The surge in tomato flu cases in India, which is regarded as another variety of hand, foot, and mouth disease (HFMD), has brought attention to this condition recently. The coxsackie group of viruses, which cause hand, foot, and mouth disease, are more prevalent in young children under the age of five. It can impact older children and adults too. Along with a sore throat, fever, and sores on the palms, your children could also get tongue ulcers, reddish rashes, or raised sores.
A skin rash with flat or raised red spots, occasionally with blisters, develops over 1-2 days and is typically on the palms of the hands and soles of the feet; it may also appear on the knees, elbows, buttocks, and back. It usually starts with a fever, poor appetite, a vague feeling of being unwell (malaise), and sore throat. One or two days after fever starts, painful sores usually develop in the mouth. They start as small red spots that blister
The viruses can be discovered in the faeces, blister fluid, and nasal and throat secretions of an infected person (stool). Via intimate personal contact, the air (through coughing or sneezing), contact with excrement, contaminated objects and surfaces, and coughing or sneezing, an infected individual can spread the viruses. During the first week of illness, there is a higher chance of infection spread. Adults may never experience symptoms. They might nevertheless possibly spread disease.
SUGGESTIONS TO AVOID INFECTION
To stop the transmission of disease, hygiene is crucial.
Patients with HFMD should be isolated and the standard isolation procedures should be followed for infection control, according to Dr. Sidharth Nayyar. “Proper hygiene includes mandatory hand washing after contact with patient, appropriate cleanliness during diaper changes, should not be shared, and should be properly washed articles such as toys contaminated,” he adds.
CONTROL OF HFMD
One should not be alarmed if their children develop HFMD because it is a self-limiting and typically mild sickness. There is no specific therapy for hand, foot, and mouth illness, although there are certain recommendations that can be made to lessen symptoms.
– Paracetamol for fever and pain may be helpful.
– Oral ulcers may be treated using mouthwashes or sprays that reduce mouth pain.
– Treatment for mild cases of HFMD should just be symptomatic. Treatment for fever, symptom relief, proper water, and relaxation are crucial.
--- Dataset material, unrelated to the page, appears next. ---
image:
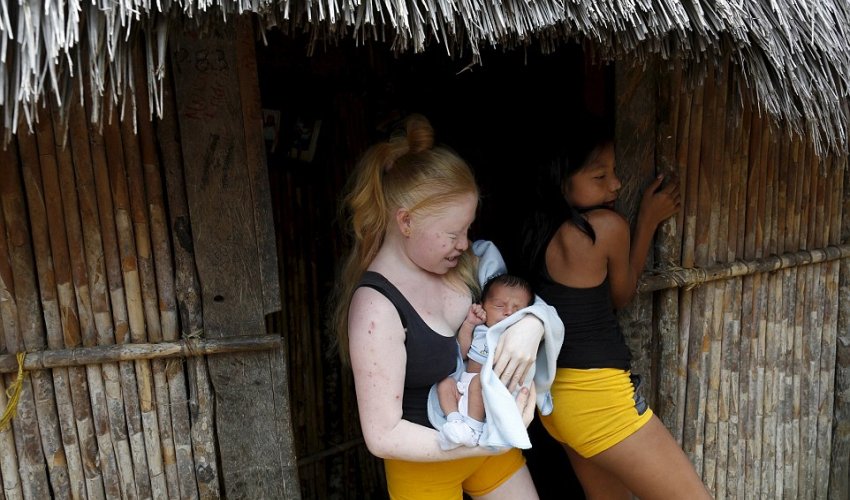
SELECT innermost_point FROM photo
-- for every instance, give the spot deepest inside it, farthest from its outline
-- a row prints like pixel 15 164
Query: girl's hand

– Instruction on proper hygiene and steps to take to stop the spread of illness to other children should be given to parents and other caregivers.
WHEN SHOULD A CHILD BE HOSPITALISED
• When the youngster requires intravenous hydration and is unable to tolerate oral feedings.
• When the youngster appears toxic or is clinically very unwell.
• When a more serious condition cannot be ruled out.
• When a high-grade fever lasts for longer than 48 hours.
• When there is a suspicion that a patient may be experiencing neurological issues, such as increased lethargy, myoclonus, increased sleepiness, changes in the sensorium, and/or seizures.
• When there is a suspicion of cardiac problems (myocarditis), such as low blood pressure, low pulse volume, irregular heart rhythms, murmurs, galloping heartbeat, or misplaced apex beat
• When a child’s illness is too much for the parents to handle.
• When caring for the child at home is difficult due to a lack of family or social support.
DOs AND DON’TS FOR PARENTS
• Remain calm.
• Keep away from school for at least a week, and isolate.
• Keep an eye on the kid’s temperature.
• Be sure to drink enough water.
• Steer clear of fatty, spicy foods because they will make your throat painful and hurt more.
• Provide homemade meals.
• Ensure proper washing of contaminated clothing, disposal of used diapers, and utensil sanitization.
• See your paediatrician on a regular basis.